With the use of the chips as a vehicle, the protein no longer needs to cross the blood-brain barrier, since the chip is inserted directly into the brain. This is done in one of two possible ways, explained Segal.
The first is by implanting the chip into the brain. Segal admits that this procedure is also invasive, as the skull needs to be drilled into. But, she said, it is less invasive than inserting a catheter, since the chip is not inserted into the brain itself but rather is placed on the outer layer of the brain — the dura mater, a dense connective tissue that surrounds the brain and spinal cord. The researchers aim to eventually be able to load the chip with medication that releases even more gradually, over the period of a year, to prolong the drug’s effect. Currently, in trials with mice, the chip releases the proteins over a period of a month.
The second way to get the proteins to the brain is by using a “gene gun” — a device that has been developed to inject DNA into plant cells in order to transform their genetic structure.

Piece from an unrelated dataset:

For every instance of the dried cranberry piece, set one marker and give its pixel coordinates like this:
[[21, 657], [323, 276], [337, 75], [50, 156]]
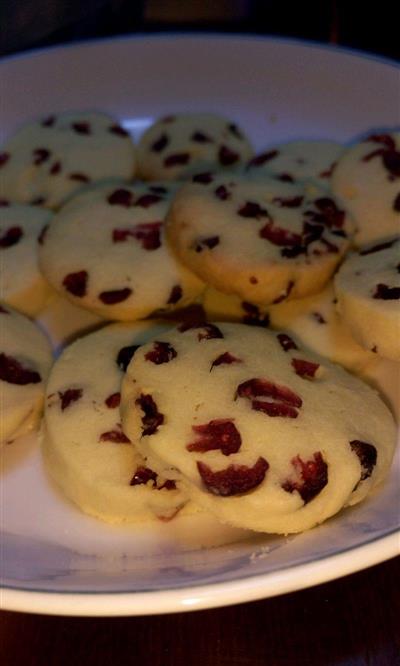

As part of the study, Prof. Shefi of Bar-Ilan reworked the gun, transforming it into “something like a nose spray” that injects the silicon chip with the protein particles into the brain via the nose, bypassing the blood-brain barrier.
The nose has direct pathways to the brain, explained Segal “Not for nothing drug addicts sniff cocaine via their noses,” she said.
This is the first time researchers have successfully used a gene gun to directly deliver particles into a live animal brain, she said.
In a series of experiments, the researchers showed that the two ways of delivering the platform into mice brains “led to the desired result,” said Technion doctoral student Michal Rosenberg. The technology has also been tested on a cellular model of Alzheimer’s disease, where the protein release led to the rescue of the nerve cells, she said.
The team is already conducting pre-clinical studies on animals, at Bar-Ilan , Segal explained, and hopes to expand them to clinical trials if all goes as hoped.
The research was conducted with the support of the Russel Berrie Nanotechnology Institute at the Technion.